In many AI/ML papers, classifiers are scored by well they do compared to human doctors. For example, a (made up) title could be “MyNextGenClassifier does 0.6% better at finding 2 mm brain bleeds than human radiologists at Memorial Sloan Kettering“. Let’s unpack that. The title implies that the goal is to do “better” than a human, where better is defined as higher classification accuracy. This is the kind of thinking that got IBM into trouble with their attempt to “revolutionize” cancer care. In their original take on cancer care, the notion was that their technology would serve as an adjunct to 12 world class human cancer doctors, and make sure that e.g. new therapies or drug combinations would not be missed.

Let’s think about this from a different angle.
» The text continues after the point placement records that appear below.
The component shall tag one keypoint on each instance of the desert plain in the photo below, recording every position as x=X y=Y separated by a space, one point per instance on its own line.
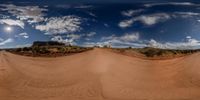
x=98 y=74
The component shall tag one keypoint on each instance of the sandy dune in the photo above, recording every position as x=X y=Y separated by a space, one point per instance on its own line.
x=98 y=75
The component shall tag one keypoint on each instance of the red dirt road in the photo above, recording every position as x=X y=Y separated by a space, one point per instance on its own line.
x=98 y=75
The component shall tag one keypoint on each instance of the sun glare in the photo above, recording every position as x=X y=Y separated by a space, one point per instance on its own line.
x=8 y=29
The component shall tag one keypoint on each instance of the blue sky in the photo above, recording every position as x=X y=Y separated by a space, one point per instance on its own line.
x=155 y=23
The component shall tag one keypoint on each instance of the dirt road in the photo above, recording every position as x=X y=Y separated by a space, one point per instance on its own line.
x=98 y=75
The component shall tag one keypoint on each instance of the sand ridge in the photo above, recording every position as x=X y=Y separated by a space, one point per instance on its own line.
x=98 y=75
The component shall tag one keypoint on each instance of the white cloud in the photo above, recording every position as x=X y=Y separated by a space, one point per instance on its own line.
x=145 y=19
x=68 y=39
x=185 y=14
x=61 y=25
x=190 y=43
x=9 y=40
x=130 y=37
x=91 y=34
x=130 y=13
x=22 y=35
x=32 y=14
x=12 y=22
x=172 y=3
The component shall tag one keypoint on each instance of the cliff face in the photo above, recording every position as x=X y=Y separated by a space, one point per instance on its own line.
x=47 y=43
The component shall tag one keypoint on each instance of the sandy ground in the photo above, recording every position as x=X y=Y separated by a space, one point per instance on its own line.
x=98 y=75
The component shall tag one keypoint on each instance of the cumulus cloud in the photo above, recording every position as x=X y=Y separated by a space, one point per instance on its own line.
x=131 y=37
x=4 y=42
x=130 y=13
x=145 y=19
x=67 y=39
x=32 y=14
x=61 y=25
x=172 y=3
x=185 y=14
x=190 y=43
x=24 y=35
x=91 y=34
x=12 y=22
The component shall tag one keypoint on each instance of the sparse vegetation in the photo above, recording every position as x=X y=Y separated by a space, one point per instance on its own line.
x=49 y=49
x=154 y=52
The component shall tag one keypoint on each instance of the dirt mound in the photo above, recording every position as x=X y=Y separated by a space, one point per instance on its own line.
x=98 y=75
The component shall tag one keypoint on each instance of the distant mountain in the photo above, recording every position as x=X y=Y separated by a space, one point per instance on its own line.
x=47 y=43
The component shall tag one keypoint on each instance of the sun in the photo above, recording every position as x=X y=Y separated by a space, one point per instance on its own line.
x=8 y=29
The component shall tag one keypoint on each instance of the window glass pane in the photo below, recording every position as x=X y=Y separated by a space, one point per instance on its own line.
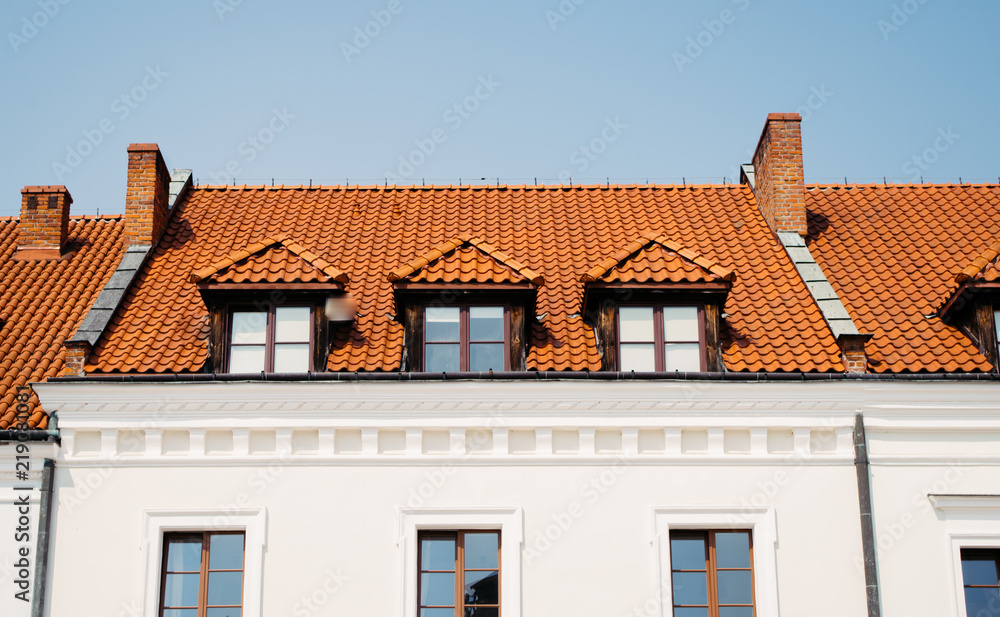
x=687 y=554
x=486 y=323
x=732 y=549
x=437 y=589
x=979 y=568
x=246 y=359
x=184 y=555
x=691 y=612
x=291 y=358
x=225 y=588
x=249 y=328
x=181 y=590
x=735 y=587
x=437 y=554
x=682 y=357
x=482 y=587
x=481 y=550
x=291 y=324
x=439 y=358
x=690 y=588
x=981 y=601
x=635 y=324
x=442 y=324
x=680 y=323
x=225 y=552
x=638 y=357
x=486 y=356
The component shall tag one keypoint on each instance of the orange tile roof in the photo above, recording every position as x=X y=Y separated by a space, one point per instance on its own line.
x=557 y=232
x=651 y=258
x=984 y=268
x=43 y=301
x=270 y=261
x=892 y=254
x=465 y=259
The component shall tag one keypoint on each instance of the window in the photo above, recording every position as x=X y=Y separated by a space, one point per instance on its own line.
x=660 y=338
x=202 y=575
x=273 y=339
x=459 y=574
x=711 y=573
x=981 y=581
x=465 y=338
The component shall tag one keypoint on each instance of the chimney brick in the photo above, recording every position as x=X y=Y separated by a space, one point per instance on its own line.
x=146 y=195
x=779 y=184
x=44 y=222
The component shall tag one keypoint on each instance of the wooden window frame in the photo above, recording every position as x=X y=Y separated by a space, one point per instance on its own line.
x=269 y=343
x=459 y=571
x=712 y=570
x=464 y=340
x=659 y=341
x=202 y=607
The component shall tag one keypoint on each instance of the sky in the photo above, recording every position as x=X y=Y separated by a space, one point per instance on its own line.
x=520 y=91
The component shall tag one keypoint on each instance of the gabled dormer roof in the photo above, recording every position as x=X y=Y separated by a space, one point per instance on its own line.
x=465 y=259
x=656 y=259
x=272 y=261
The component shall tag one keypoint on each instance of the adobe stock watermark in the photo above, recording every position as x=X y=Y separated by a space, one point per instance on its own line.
x=899 y=17
x=562 y=12
x=920 y=163
x=714 y=28
x=585 y=155
x=33 y=24
x=370 y=30
x=253 y=145
x=121 y=108
x=453 y=117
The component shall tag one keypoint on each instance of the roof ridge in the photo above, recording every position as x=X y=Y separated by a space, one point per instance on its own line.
x=643 y=241
x=267 y=243
x=460 y=241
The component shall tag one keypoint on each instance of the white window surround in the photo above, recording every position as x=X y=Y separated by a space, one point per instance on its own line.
x=760 y=521
x=251 y=521
x=971 y=521
x=509 y=521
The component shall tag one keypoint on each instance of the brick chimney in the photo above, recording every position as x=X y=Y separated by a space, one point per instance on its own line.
x=779 y=185
x=146 y=195
x=44 y=222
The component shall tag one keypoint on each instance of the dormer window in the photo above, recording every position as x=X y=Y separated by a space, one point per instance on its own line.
x=660 y=338
x=277 y=339
x=465 y=306
x=270 y=308
x=657 y=307
x=465 y=338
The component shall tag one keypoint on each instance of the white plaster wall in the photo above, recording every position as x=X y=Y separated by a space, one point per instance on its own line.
x=344 y=519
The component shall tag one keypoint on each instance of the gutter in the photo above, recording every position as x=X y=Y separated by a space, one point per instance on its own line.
x=42 y=546
x=401 y=376
x=861 y=465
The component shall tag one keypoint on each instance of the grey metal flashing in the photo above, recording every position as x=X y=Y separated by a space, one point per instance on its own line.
x=823 y=293
x=107 y=302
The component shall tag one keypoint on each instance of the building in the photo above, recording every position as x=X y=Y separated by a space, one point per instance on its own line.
x=755 y=399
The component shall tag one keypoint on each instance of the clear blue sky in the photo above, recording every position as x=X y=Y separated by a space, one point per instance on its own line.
x=657 y=90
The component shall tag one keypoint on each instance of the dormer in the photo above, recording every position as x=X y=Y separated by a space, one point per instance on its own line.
x=974 y=306
x=270 y=305
x=656 y=306
x=465 y=306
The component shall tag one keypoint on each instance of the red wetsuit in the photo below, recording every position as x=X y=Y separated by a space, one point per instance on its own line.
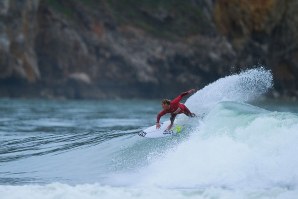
x=175 y=108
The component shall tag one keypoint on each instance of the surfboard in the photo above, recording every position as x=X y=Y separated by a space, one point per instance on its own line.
x=152 y=132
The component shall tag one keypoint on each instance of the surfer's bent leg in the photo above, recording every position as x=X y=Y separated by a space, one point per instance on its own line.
x=186 y=111
x=173 y=116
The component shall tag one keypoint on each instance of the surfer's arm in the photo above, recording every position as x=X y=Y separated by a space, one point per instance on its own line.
x=160 y=114
x=173 y=116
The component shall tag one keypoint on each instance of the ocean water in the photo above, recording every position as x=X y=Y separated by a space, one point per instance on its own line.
x=245 y=146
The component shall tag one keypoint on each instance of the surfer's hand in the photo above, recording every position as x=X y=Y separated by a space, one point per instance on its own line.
x=192 y=91
x=157 y=125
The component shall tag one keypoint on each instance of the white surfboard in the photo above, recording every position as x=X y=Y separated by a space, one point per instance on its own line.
x=152 y=132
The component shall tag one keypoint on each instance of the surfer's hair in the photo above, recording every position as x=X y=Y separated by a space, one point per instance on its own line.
x=166 y=101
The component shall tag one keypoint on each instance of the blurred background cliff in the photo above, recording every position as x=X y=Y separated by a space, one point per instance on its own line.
x=95 y=49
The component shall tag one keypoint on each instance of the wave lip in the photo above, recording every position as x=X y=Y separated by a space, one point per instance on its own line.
x=246 y=86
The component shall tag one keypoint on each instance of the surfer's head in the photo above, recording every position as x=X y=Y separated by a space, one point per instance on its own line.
x=165 y=103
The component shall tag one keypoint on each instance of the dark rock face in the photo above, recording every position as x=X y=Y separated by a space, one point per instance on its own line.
x=110 y=49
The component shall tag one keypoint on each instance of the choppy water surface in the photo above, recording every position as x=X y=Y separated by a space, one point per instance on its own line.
x=244 y=147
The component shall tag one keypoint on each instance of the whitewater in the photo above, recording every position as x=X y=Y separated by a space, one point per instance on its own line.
x=243 y=146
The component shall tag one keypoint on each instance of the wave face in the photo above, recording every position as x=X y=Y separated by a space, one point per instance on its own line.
x=246 y=86
x=81 y=150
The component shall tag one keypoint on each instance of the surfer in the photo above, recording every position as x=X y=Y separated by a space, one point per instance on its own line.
x=174 y=107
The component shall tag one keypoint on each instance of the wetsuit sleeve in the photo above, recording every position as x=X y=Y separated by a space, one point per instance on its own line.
x=177 y=99
x=160 y=115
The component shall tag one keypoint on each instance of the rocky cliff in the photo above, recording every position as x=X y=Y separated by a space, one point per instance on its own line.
x=110 y=49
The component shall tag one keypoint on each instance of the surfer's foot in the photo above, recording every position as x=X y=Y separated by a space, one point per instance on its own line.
x=192 y=115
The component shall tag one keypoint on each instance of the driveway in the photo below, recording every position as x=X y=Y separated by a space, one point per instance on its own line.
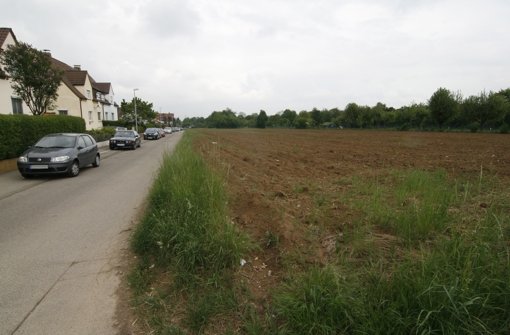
x=62 y=242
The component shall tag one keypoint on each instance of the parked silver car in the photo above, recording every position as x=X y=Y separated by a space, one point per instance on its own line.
x=64 y=153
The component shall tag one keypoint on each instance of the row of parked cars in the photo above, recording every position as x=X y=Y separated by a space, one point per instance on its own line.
x=67 y=153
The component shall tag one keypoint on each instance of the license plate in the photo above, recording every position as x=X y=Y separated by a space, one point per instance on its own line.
x=38 y=167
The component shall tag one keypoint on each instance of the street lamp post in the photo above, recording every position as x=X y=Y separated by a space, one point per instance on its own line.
x=136 y=116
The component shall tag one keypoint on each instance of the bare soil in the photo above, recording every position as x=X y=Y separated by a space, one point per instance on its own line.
x=284 y=185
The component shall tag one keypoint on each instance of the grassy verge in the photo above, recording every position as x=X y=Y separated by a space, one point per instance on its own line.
x=186 y=246
x=423 y=253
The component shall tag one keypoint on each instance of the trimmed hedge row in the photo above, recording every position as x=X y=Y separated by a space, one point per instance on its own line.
x=17 y=132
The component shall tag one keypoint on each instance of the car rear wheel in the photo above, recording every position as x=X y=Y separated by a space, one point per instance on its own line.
x=97 y=161
x=75 y=169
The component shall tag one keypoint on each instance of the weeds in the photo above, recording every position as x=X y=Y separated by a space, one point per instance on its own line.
x=186 y=230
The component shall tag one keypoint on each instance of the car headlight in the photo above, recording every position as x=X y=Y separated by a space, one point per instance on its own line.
x=59 y=159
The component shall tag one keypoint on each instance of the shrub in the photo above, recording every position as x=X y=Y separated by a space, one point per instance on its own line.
x=102 y=134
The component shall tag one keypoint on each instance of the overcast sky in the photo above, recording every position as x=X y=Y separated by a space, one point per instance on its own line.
x=194 y=57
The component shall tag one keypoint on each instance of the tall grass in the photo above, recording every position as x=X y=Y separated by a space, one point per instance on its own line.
x=413 y=205
x=187 y=246
x=186 y=222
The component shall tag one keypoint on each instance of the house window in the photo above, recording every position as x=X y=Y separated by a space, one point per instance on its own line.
x=17 y=106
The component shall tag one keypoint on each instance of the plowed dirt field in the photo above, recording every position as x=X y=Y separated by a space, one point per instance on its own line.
x=285 y=185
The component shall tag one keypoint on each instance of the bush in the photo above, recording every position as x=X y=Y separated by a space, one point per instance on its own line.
x=102 y=134
x=17 y=132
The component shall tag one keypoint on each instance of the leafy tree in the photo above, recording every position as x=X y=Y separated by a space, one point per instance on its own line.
x=33 y=77
x=315 y=115
x=144 y=111
x=442 y=105
x=485 y=109
x=262 y=119
x=352 y=116
x=290 y=116
x=224 y=119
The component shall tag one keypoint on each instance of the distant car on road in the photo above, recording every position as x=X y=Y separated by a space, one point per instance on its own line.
x=151 y=134
x=64 y=153
x=125 y=139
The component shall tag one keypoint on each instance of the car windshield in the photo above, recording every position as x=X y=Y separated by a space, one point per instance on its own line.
x=60 y=141
x=124 y=134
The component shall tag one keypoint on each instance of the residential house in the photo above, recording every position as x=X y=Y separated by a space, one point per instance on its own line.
x=10 y=103
x=103 y=93
x=96 y=99
x=78 y=95
x=165 y=118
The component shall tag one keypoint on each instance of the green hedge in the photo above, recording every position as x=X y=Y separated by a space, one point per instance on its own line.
x=17 y=132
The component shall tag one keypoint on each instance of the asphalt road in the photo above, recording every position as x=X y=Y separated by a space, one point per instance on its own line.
x=61 y=242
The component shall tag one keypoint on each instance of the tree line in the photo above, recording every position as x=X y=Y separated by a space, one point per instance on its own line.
x=487 y=111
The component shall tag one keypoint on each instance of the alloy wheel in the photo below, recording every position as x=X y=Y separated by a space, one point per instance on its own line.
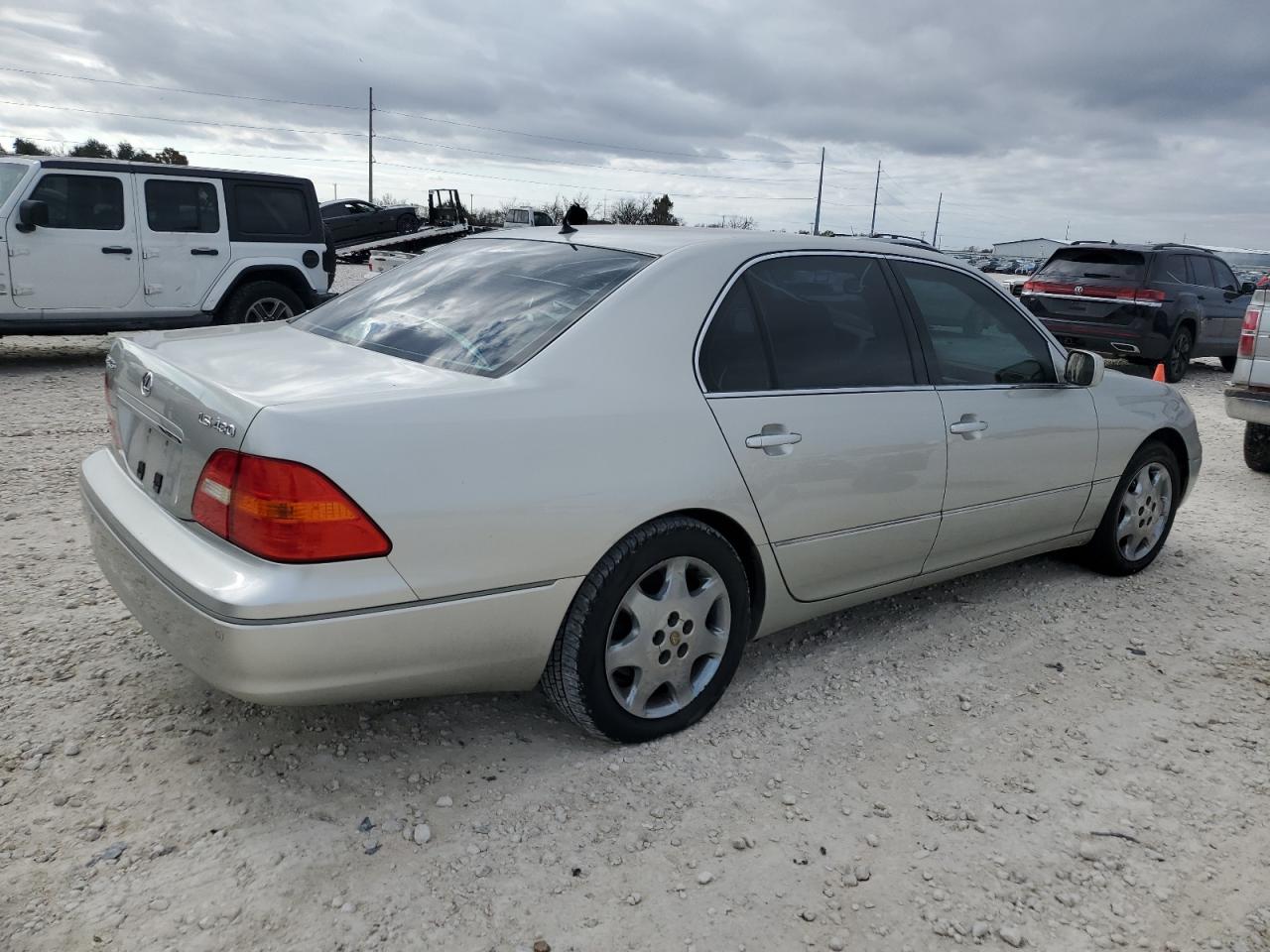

For code running on a silicon-based computer, there are dozens of potential optimization functions. Beyond accuracy relative to a human, there are also cost-per-diagnosis, energy efficiency, reliability, accessibility, stability over time, scalability, privacy, and ease of use. Unfortunately, considering the set of medical AI papers (of which there are somewhere between 25,000 to 75,000, depending on how you count), we have somehow navigated ourselves into a corner – the vast majority of these papers focus on accuracy, which is not really where Healthcare AI shines.

For something different, we could for example look at the energy-efficiency and climate impact of a hospital with 200 human doctors vs. a hospital with zero human doctors (and only nurses). This type of hospital would presumably also be more cost effective and better able to grow and shrink with real-time patient demand, such as during a pandemic. Similarly, we could ask about the hidden cost of untreated/undiagnosed conditions. Especially in communities of color, the US healthcare system struggles to provide suitable levels of care – patients might not have insurance, they may not trust their local providers, or there may be any one of many barriers that can make it hard to access care. Digital health classifiers and recommendation engines can offer convenience, 24/7 ease of access, and privacy guarantees that are hard to realize in a traditional medical setting.

The real power of digital health is not to be 0.6% better than a typical human doctor, but to provide entirely new capabilities that health systems built around human doctors fundamentally cannot. Most obviously, once a classifier has been trained, deployed, and is used to help 1 million people, it costs almost nothing to use the same classifier to help all 7.9 billion people on earth. Why not make the entire diagnosis step of healthcare all-digital (and free)? With a relatively modest investment, it is entirely conceivable to build (and open-source) classifiers for the top 10 human health conditions and make those available globally. The world’s computers run on open-source software – the world’s health diagnostics system should, too.